Hizo una pausa, miró los enanos, con sus rostros joviales e inexpresivos.

—Hay algo que nos salva a casi todos de morir mientras dormimos. No se trata de un Dios perfecto, omnipotente y omnipresente, no hay ninguna prueba que lo demuestre, pero sí una fuerza.

—El Subaudible.

—Lo has entendido.

Lo había entendido, pero no le había gustado. Era como recibir una carta que crees interesante e importante, pero la abres y va dirigida a «Estimado Inquilino».

—¿Crees en algo más, papá?

—Oh, en lo acostumbrado. La muerte, los impuestos y que eres la niña más guapa del mundo.

—¡Papá!

Rió y se retorció cuando él la abrazó y besó en la cabeza. Le gustó su contacto y su beso, pero no su olor a cerveza.

La soltó y se levantó.

—También creo que es hora de tomar una cerveza. ¿Quieres té helado?

—No, gracias —dijo, y tal vez algún mecanismo presciente se había disparado, porque dijo, cuando él empezaba a alejarse—: ¿Crees en algo más? En serio.

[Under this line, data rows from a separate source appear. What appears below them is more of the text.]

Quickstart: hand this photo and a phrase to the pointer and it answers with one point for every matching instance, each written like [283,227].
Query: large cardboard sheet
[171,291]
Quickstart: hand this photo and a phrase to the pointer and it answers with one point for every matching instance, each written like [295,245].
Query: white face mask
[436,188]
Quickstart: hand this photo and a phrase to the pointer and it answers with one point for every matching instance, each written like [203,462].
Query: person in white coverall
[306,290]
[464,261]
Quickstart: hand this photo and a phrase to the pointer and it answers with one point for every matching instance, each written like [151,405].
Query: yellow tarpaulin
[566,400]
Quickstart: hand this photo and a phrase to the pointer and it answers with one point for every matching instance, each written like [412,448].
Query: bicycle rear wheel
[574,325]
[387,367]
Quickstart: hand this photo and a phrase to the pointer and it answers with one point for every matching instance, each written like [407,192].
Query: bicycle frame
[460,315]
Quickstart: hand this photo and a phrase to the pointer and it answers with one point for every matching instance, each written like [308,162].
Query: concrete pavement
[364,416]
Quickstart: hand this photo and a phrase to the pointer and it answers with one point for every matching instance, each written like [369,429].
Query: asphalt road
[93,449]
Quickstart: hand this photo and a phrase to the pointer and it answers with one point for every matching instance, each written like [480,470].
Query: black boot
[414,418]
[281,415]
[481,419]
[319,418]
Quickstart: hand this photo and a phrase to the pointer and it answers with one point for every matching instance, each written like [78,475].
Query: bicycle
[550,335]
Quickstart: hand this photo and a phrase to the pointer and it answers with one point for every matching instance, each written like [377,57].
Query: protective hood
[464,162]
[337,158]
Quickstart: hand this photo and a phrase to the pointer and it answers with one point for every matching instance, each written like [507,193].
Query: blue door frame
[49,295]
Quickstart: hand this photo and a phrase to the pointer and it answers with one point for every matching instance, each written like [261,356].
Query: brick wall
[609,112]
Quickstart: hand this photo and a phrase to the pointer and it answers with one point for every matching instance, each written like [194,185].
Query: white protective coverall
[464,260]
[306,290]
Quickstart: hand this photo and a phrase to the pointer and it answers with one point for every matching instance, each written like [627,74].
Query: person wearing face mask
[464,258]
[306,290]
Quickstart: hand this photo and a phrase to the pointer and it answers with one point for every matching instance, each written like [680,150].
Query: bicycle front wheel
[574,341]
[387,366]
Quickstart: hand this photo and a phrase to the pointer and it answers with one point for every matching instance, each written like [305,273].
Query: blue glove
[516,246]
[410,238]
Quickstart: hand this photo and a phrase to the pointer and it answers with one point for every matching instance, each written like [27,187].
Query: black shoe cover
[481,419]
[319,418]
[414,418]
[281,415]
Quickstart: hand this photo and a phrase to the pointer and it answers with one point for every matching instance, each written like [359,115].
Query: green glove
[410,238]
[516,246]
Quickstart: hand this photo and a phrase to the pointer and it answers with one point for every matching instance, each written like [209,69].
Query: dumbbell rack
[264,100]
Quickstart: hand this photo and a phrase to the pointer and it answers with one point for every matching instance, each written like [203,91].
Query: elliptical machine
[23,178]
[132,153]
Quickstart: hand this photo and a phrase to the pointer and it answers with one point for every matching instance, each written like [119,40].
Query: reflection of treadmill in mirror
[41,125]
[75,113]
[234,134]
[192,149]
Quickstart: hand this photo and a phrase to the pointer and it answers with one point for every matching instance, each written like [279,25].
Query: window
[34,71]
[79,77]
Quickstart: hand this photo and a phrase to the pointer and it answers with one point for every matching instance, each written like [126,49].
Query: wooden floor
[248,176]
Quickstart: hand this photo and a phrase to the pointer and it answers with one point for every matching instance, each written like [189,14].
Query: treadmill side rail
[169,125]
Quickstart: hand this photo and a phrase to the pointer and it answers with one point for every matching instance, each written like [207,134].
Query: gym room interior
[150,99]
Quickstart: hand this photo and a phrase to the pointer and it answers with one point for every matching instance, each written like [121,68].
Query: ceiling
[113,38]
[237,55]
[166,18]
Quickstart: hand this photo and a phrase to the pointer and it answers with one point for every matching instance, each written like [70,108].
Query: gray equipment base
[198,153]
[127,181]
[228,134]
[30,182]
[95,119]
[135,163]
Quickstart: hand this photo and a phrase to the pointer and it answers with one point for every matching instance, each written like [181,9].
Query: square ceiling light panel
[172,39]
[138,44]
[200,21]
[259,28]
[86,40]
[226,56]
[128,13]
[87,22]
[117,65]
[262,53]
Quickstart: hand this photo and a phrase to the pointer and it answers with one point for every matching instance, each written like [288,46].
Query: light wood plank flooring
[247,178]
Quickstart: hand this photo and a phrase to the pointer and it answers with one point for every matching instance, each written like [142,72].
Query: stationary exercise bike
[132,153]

Su sonrisa se había convertido en una expresión seria. Se quedó pensativo (sentada en el tronco, recordó que la había halagado el hecho de que se concentrara tanto para responder a su pregunta), y el helado empezó a gotear sobre su mano. Luego, levantó la cabeza y sonrió de nuevo.

—Creo que tu adorado Tom Gordon puede salvar cuarenta partidos este año —dijo—. Creo que en este momento es el mejor cerrador de las ligas profesionales, que si no se lesiona y los Sox mantienen su ritmo, podría lanzar en las Series Mundiales de octubre. ¿Te basta con eso?

—¡Siiiiií! —había gritado ella, riendo, olvidada su seriedad, porque en realidad adoraba a Tom Gordon, y quería a su padre por saberlo y tomarlo con humor, en lugar de burlarse de ella.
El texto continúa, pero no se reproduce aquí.